10 de fevereiro de 2013

Batman, a contra-revolução em forma de herói;

Quando eu deixo o conforto do meu lar e me direciono a um cinema tomada pela vontade de entender a aclamação crítica de um filme sobre super heróis, sei que o que está posto no horizonte é o cheiro das trevas. Se tratando de um filme sobre o Batman, herói que se quer me causa sentimentos, vejo uma urgência histórica. E isso me direcionou a entender o fenômeno do último filme "Batman e o cavaleiro das trevas ressurge".

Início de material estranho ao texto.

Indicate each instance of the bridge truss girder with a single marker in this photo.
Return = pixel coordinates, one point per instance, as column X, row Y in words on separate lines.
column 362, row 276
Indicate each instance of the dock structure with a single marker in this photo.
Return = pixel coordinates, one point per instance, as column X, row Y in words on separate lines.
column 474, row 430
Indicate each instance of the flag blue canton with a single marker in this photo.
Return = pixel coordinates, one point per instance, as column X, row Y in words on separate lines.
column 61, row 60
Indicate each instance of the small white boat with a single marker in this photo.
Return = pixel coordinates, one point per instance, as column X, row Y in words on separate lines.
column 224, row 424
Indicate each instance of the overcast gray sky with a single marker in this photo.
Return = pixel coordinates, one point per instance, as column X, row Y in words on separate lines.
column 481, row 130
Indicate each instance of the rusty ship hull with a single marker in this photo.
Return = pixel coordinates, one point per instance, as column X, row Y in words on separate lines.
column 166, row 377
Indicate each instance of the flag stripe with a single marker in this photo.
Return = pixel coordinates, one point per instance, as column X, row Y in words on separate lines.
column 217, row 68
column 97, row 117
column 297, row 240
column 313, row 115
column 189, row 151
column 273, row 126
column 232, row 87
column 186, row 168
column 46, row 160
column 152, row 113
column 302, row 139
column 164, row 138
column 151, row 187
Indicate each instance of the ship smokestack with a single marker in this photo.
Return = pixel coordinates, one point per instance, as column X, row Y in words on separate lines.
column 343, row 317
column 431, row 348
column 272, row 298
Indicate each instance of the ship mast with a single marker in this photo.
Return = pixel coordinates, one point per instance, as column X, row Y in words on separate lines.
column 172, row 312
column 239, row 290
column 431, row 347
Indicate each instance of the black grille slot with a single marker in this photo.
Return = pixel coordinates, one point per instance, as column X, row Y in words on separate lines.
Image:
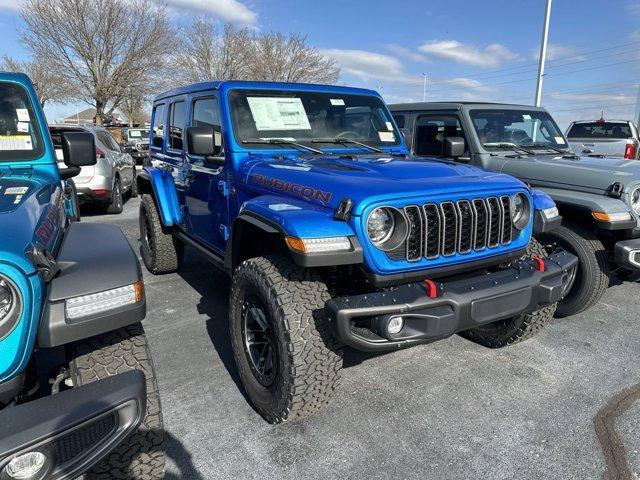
column 480, row 209
column 467, row 226
column 458, row 227
column 506, row 219
column 449, row 228
column 414, row 240
column 495, row 221
column 432, row 230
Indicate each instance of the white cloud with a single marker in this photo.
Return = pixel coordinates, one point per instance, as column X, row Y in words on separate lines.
column 406, row 53
column 490, row 56
column 368, row 65
column 229, row 10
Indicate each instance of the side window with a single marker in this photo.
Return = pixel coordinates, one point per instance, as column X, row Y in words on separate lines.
column 430, row 132
column 159, row 118
column 176, row 125
column 206, row 114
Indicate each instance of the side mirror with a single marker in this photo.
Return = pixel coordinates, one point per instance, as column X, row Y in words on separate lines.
column 408, row 137
column 453, row 147
column 203, row 142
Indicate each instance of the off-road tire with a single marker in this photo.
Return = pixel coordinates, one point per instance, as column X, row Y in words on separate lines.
column 133, row 192
column 309, row 356
column 161, row 252
column 141, row 455
column 519, row 328
column 116, row 203
column 593, row 275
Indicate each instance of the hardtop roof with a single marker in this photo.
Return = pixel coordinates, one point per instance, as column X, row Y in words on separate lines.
column 228, row 84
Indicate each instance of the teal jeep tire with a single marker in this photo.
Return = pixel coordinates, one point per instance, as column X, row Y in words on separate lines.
column 519, row 328
column 141, row 455
column 288, row 359
column 161, row 252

Em um primeiro movimento, podemos identificar o herói Batman. Um personagem movido por suas paixões e magoas, cujas posses não possibilitam a redenção do passado. Pela amargura, constrói-se o mito, do homem que emprega sua riqueza e energia para combate do mal que paira sob Gotham, desde que nisso, seja preservada sua identidade. Como todo burguês de consciência social, ele vai ajudar crianças órfãs e dedicar parte de seus lucros a projetos de caridade, enquanto constrói uma bomba no seu quintal, obviamente, sem que ninguém saiba de sua identidade. Sempre retratado sob a ótica das intenções, de no fim do dia salvar mais uma vez o mundo, o Batman é sem dúvidas um dos heróis mais humanos e também mais representativos enquanto sujeito de uma sociedade de classes. Eu poderia até dizer, em uma análise mais direta, que não há herói que represente melhor o burguês contemporâneo do que o Batman. O burguês que não deixando de ser burguês, continua a querer salvar o mundo da sua própria desgraça. O burguês que ninguém sabe quem é, mas que existe e pode ser identificado pelos destroços de todas as bombas construídas

Em um segundo movimento, é necessário contextualizar a liga das sombras e todo sua analogia com movimentos revolucionários. Os oprimidos, originários nos esgotos de uma sociedade hipócrita, produto do sofrimento do abandono, que aparecem sob a bandeira da transgressão da ordem. Ordem essa que produz, o exército que está pronto para desestabiliza-la. A imagem do terror, que a ordem não consegue sobrepujar, todo o horror que a sociedade uma hora tem que encarar, o fim que todo mundo sabe, que cedo ou tarde chegará.

Não há estória mais contemporânea que a heróica do Batman. A luta de classes retratada, no seu apogeu histórico, ou como poderia dizer na melhor expressão do "vai ou racha". Assim, Nolan resgata, de forma oportuna, aquilo que desperta no seio da alienação os elementos mais viscerais da nossa apatia histórica. A necessidade de herói e do vilão, para um desfecho trágico de nossa ordem. É o espírito de nosso tempo, permeado de muitas caracterizações problemáticas e ao mesmo tempo necessárias. Por isso que Batman desperta a crítica e o furor de todas as partes, pois nem mesmo a burguesia, nem mesmo os revolucionários querem ser identificados da forma como o Nolan constrói tal problemática, porque ambos hesitam em se por no ângulo da imagem posta diante de seus olhos.

E nem deveriam. Porém o que se torna interessante nesse filme, e de certa forma, é posto sobre essa perspectiva, é a reflexão sobre o ponto no qual nos encontramos. Não é possível mais ignorar a desordem. Seja lá qual o lado que o espectador se coloca, os elementos reflexivos estão postos para questionar qualquer posição que já esteja tomada. Da mesma mão que vem a salvação heróica, procede também a origem de toda destruição. Tal como de toda ideia de equalização, há também os elementos de consolidação do terror que pode nos levar a nada. Revolução não seria a questão, nem mesmo o circo armado. A questão é sobre nós, e o outro. E sobre uma escolha que hora mais, hora menos não tardará em ser tomada.

Por isso, qualquer crítica ao filme precisaria passar por uma crítica a nossa sociedade. Não que Nolan seja um elemento neutro de análise. Mas é que mesmo sob sua ótica de classe, há um fragmento de brilhantismo que nos faz ter que ceder, mesmo que temporariamente, as suas analogias históricas.